Dalio a déclaré que ceux qui s'attendaient à de nouvelles baisses de taux importantes «allaient trop vite en besogne» et que les risques étaient plus à la hausse qu'à la baisse, soulignant ce qu'il a appelé la «bombe à retardement de la situation de la dette» aux États-Unis.

Dimon a déclaré que le déficit américain devrait être une source de préoccupation, rappelant qu'au début des années 1980, où l'inflation était de 14 pour cent, le déficit était de 3,5 pour cent du PIB, contre 7 pour cent aujourd'hui. La dette totale était de 35 pour cent du PIB, contre environ 100 pour cent aujourd'hui.

Dans un contexte où les dépenses militaires vont augmenter quel que soit le parti qui remporte l’élection présidentielle, les couteaux sont affûtés pour une attaque majeure sur les dépenses des services sociaux.

Kamala Harris et Trump ont tous deux déclaré qu’ils ne toucheraient pas à deux des plus gros postes du budget, la Sécurité sociale et l’assurance maladie Medicare. Mais les engagements électoraux sont une chose, l’économie et les finances, une autre.

Faisant écho aux opinions largement répandues au sein de l'establishment économique, Romina Boccia, directrice du budget et de la politique des droits sociaux à l'institut de droite Cato, qui a longtemps défendu ce que l'on appelle un ‘gouvernement plus petit’, a déclaré au Journal que Medicare devait être rendu plus efficace et les prestations de la sécurité sociale amputées.

«Tout plan budgétaire qui ne s’attaque pas à ces services ne s’attaque pas à la cause profonde de l’augmentation des dépenses», a-t-elle déclaré.

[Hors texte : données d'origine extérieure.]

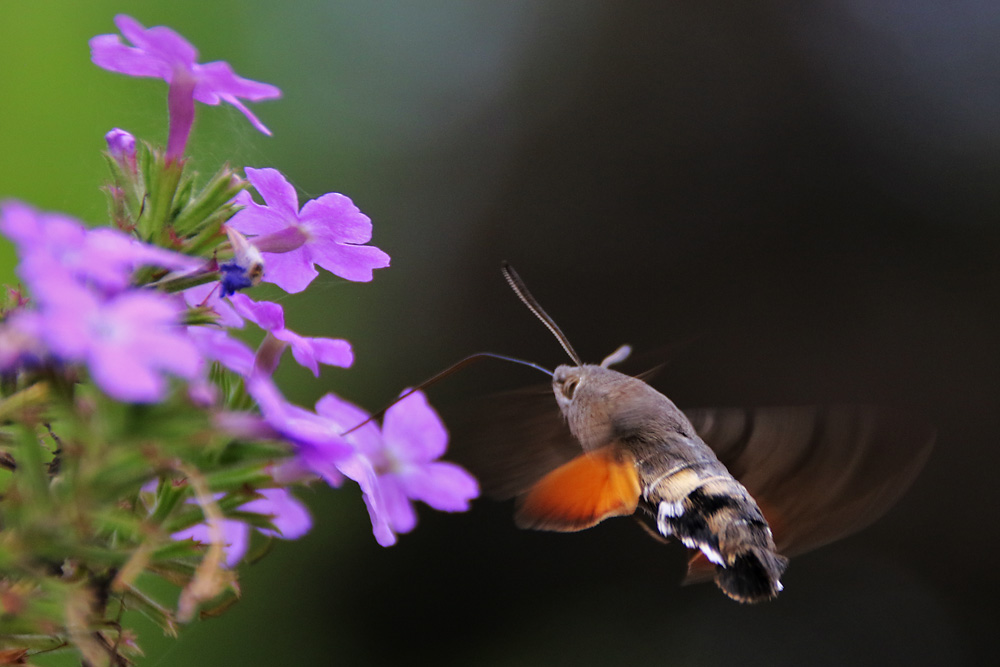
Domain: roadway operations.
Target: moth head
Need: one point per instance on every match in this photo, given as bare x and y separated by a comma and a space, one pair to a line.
566, 380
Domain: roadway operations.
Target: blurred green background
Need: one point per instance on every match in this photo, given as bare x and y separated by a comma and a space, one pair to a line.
798, 201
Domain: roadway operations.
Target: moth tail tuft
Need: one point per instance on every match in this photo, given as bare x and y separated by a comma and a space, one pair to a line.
752, 576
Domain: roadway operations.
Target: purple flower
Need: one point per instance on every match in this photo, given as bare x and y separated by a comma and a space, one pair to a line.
309, 352
398, 464
20, 346
317, 440
245, 269
207, 296
329, 231
290, 518
216, 345
129, 342
161, 53
121, 146
53, 243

La question clé est comment mener cette attaque frontale contre la classe ouvrière. Cette question fait elle aussi l'objet de discussions à huis clos dans les cercles dirigeants, à mesure que la crise de la dette s'aggrave.

Une récente tribune libre de Mitch Daniels dans le Washington Post intitulée «Le jour où le dollar mourra arrive. Quel est le plan?» donne un aperçu de ces délibérations.

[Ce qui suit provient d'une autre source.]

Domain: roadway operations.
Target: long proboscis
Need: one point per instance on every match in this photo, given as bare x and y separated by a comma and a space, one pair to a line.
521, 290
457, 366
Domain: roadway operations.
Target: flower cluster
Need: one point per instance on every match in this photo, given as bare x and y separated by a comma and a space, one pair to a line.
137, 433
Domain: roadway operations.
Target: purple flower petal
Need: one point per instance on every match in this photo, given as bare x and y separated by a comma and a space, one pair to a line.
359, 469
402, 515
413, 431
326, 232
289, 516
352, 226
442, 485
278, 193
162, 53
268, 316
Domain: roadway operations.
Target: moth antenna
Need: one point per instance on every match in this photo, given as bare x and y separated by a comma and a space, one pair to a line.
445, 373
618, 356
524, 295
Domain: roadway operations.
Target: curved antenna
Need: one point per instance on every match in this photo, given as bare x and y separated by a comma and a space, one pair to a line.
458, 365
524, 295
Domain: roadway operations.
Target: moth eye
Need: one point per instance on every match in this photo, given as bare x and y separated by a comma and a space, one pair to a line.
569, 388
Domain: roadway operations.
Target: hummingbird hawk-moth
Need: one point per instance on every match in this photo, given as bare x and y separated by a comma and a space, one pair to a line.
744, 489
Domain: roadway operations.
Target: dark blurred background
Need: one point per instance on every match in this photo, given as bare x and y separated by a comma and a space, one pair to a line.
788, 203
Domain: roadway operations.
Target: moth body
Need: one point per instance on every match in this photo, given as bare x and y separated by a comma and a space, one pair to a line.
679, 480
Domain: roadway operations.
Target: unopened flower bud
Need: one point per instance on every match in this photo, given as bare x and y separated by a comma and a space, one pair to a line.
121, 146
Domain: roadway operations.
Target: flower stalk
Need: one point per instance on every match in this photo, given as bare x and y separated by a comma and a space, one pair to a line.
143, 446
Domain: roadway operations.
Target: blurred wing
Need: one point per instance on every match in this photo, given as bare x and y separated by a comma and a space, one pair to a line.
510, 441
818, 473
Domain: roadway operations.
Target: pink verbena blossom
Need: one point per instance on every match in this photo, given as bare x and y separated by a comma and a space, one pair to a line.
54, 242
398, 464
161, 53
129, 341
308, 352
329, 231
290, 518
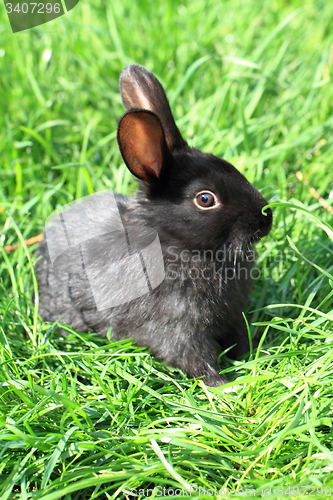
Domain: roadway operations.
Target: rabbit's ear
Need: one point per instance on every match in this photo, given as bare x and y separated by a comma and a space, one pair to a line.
143, 146
141, 90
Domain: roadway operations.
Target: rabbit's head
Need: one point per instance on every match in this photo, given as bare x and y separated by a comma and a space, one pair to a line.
199, 200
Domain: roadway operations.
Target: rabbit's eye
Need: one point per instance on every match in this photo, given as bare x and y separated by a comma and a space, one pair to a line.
206, 200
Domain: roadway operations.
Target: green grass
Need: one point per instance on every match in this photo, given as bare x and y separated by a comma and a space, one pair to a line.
83, 417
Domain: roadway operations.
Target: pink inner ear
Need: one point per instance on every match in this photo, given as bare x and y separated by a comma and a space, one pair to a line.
141, 140
147, 147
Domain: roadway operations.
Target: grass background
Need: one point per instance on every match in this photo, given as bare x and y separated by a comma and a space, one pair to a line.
84, 417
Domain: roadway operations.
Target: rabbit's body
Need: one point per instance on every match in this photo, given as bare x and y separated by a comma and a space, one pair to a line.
196, 311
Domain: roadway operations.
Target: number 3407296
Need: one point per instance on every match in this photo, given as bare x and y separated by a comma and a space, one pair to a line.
29, 8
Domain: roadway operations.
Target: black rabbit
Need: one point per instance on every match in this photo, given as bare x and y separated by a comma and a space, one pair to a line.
207, 217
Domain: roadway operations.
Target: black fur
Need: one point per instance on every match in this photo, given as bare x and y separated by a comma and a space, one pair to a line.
196, 312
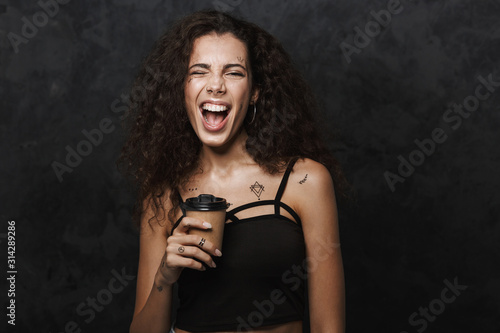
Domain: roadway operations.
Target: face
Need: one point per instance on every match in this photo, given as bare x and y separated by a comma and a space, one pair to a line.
218, 88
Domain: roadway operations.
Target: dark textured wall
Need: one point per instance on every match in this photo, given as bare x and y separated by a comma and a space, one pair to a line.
421, 77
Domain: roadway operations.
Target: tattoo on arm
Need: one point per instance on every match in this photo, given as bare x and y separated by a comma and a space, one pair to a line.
257, 189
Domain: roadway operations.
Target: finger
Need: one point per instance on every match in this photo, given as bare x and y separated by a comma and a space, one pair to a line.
191, 222
183, 262
205, 244
192, 252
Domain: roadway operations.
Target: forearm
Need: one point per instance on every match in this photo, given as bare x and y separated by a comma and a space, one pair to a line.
156, 314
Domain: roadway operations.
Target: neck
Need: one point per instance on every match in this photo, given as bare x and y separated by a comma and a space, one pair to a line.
223, 160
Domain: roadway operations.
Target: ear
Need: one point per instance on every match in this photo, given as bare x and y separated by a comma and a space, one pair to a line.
255, 96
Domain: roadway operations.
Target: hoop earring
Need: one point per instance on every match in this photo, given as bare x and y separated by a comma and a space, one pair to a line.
254, 112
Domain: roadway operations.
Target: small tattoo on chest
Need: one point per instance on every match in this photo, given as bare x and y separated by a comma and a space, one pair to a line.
257, 189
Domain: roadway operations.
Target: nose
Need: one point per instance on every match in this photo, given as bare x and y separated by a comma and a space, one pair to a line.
216, 85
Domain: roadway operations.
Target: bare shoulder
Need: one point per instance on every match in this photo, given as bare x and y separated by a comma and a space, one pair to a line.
311, 187
311, 175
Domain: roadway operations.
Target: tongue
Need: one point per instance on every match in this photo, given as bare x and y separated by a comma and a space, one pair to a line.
214, 118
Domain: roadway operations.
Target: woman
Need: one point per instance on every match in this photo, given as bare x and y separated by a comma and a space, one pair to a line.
224, 112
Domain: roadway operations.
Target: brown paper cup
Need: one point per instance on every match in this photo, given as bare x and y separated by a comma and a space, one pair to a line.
217, 219
207, 207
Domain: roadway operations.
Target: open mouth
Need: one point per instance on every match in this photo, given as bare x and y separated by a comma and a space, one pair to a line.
214, 115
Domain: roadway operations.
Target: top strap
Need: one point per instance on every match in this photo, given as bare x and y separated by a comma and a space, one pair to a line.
284, 181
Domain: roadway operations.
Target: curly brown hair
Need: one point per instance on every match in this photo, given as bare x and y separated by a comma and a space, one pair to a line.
160, 129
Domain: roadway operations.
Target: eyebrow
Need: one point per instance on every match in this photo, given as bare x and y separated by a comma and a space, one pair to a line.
206, 66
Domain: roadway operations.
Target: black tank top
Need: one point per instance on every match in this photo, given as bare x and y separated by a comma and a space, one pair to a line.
260, 279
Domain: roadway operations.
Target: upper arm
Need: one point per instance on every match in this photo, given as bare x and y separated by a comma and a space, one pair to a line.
152, 244
318, 212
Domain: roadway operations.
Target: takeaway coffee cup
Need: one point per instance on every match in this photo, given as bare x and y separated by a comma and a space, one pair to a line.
208, 208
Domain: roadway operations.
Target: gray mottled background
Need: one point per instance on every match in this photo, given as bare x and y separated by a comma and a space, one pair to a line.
74, 234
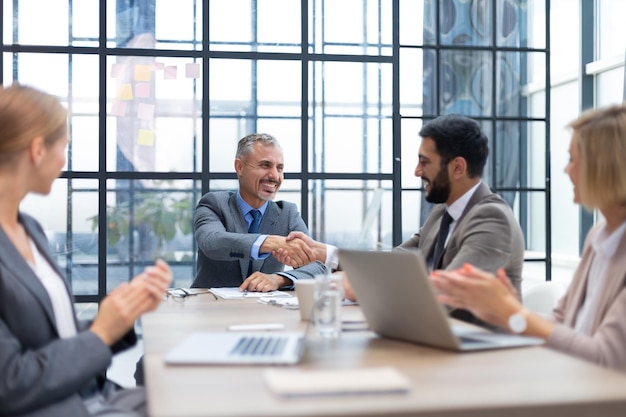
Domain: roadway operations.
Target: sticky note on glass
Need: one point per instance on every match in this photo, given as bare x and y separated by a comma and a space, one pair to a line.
142, 90
145, 137
125, 92
192, 70
145, 111
116, 70
118, 108
142, 73
170, 73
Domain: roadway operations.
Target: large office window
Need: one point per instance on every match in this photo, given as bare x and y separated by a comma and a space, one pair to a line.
160, 92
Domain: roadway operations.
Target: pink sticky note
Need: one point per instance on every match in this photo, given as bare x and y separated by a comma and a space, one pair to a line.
170, 73
142, 90
145, 111
118, 108
125, 92
192, 70
145, 137
142, 73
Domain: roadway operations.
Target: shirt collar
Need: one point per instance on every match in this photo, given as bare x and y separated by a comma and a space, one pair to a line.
245, 207
457, 208
607, 244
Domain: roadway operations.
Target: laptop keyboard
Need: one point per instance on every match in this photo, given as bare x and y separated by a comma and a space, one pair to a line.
260, 346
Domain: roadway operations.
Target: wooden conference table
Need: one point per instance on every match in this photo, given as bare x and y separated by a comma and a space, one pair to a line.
532, 381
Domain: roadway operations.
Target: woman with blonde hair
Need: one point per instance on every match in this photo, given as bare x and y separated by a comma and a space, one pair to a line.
588, 321
53, 364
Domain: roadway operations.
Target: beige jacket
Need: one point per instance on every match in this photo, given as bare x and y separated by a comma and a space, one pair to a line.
607, 345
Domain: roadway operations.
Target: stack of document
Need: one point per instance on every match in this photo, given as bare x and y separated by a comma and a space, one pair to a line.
233, 293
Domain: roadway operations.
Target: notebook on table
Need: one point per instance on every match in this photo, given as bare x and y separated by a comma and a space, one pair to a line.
399, 302
239, 348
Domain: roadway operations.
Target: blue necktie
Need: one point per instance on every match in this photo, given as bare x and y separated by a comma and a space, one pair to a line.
446, 219
256, 219
254, 228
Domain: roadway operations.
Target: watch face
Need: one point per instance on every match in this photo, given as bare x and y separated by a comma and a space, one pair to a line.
517, 323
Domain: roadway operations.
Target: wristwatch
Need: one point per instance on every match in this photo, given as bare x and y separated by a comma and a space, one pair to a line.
517, 323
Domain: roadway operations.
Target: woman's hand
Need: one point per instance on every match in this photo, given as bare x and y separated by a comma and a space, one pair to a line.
489, 297
123, 306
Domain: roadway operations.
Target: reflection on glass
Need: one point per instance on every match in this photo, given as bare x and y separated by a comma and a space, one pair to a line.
351, 214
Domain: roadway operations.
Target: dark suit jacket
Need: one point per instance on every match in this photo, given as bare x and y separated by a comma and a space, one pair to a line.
40, 374
486, 235
224, 242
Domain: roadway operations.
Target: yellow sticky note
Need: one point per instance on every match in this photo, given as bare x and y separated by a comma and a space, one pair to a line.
145, 137
125, 92
142, 73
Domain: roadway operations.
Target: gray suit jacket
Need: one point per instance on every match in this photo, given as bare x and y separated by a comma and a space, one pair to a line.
486, 235
41, 374
224, 242
606, 345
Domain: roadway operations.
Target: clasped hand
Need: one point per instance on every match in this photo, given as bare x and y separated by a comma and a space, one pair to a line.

Daniels, ancien gouverneur républicain de l'Indiana, qui a servi dans les gouvernements Reagan et George W. Bush, a articulé son commentaire autour d'une conférence qui, selon lui, devrait être «consacrée à la préparation d'un plan pour l'effondrement du marché de la dette publique américaine et du statut de réserve mondiale du dollar – et aux conséquences économiques et sociales d'un tel événement».

Il a noté qu'avec un déficit proche de 2 000 milliards de dollars et une dette sur le point de dépasser le PIB du pays, «seul un nombre décroissant de négationnistes doutent que le moment cataclysmique de rendre des comptes, y compris des dommages à deux chiffres infligés à la croissance des revenus des Américains, se profile». Il était «plus que temps de se préparer».

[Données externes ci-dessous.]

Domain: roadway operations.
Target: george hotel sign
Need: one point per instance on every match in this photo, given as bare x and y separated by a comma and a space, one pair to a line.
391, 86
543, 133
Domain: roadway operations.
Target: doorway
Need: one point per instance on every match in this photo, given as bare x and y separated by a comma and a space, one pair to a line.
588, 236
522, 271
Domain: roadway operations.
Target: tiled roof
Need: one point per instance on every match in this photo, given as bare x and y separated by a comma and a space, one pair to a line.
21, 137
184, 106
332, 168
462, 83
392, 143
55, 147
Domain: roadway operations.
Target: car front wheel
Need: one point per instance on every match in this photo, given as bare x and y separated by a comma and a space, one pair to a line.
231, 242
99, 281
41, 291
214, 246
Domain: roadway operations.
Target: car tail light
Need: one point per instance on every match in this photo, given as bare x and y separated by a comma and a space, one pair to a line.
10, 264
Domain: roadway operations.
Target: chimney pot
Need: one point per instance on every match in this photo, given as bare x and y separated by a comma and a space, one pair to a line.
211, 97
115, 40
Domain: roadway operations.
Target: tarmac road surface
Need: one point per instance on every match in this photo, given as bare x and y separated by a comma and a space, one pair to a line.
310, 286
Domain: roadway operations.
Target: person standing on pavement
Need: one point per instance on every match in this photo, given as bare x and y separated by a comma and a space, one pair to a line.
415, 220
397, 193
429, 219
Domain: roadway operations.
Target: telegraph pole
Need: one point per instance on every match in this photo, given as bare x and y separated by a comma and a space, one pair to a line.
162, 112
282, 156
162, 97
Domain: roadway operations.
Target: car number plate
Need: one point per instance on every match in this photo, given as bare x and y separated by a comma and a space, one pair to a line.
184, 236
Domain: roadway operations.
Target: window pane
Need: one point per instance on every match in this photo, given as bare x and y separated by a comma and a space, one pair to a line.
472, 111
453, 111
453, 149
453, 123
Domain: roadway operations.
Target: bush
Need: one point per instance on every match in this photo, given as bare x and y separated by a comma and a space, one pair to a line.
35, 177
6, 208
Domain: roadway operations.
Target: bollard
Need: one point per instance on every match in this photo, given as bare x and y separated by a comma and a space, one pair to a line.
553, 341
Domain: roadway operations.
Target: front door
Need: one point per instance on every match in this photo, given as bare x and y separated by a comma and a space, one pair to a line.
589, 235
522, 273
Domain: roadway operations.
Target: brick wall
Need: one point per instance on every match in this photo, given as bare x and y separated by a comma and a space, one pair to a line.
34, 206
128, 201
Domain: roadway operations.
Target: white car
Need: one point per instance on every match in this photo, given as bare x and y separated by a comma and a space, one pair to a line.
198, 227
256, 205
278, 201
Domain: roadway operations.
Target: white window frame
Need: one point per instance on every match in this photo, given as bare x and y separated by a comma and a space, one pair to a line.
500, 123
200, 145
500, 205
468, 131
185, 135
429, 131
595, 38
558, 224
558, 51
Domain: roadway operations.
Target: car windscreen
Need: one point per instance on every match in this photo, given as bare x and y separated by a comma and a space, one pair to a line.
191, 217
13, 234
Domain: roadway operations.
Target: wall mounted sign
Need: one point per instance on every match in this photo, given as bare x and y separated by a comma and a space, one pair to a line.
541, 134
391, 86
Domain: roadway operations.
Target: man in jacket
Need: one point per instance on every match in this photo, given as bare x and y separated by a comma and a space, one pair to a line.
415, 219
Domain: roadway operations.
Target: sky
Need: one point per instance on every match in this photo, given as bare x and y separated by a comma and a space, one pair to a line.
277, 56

Il fallait se concentrer sur la planification du jour où, et non pas si, «des dizaines de millions d’Américains se verront dire que les fonds fiduciaires ne sont pas fiables et que les prestations de la sécurité sociale qu’ils perçoivent sont sur le point d’être réduites, peut-être de manière drastique».

Daniels a prévenu que les messages adressés à un public en colère, lui demandant de faire face aux nécessités de la situation, ne suffiraient pas.

L’effondrement économique, a-t-il déclaré, déclencherait des réactions violentes, soulevant la question de savoir lequel des «plus de 100 pouvoirs unilatéraux du président pourrait être nécessaire». Cela pouvait inclure la loi martiale et il fallait un plan pour déterminer «ce qui est et n’est pas permis par le langage de la loi sur l’insurrection [que Trump voulait invoquer en 2020], autorisant le recours à l’armée non seulement pour ‘réprimer la rébellion’, mais aussi pour réprimer une ‘combinaison ou une conspiration illégale’ qui ‘entrave l’exécution des lois’».

Ce serait une grave erreur de considérer ces analyses comme des «rêveries» dénuées de tout fondement. En réalité, ces conclusions découlent de la logique objective des processus économiques et financiers.

Tout comme les cercles dirigeants débattent actuellement de la manière de faire face à la crise économique croissante, la classe ouvrière doit se préparer. Elle doit se fonder sur la logique objective des événements et entamer une lutte politique pour renverser le système capitaliste en faillite et sa tendance inhérente à la dictature. C'est la lutte pour prendre le pouvoir politique et établir un gouvernement ouvrier et le socialisme.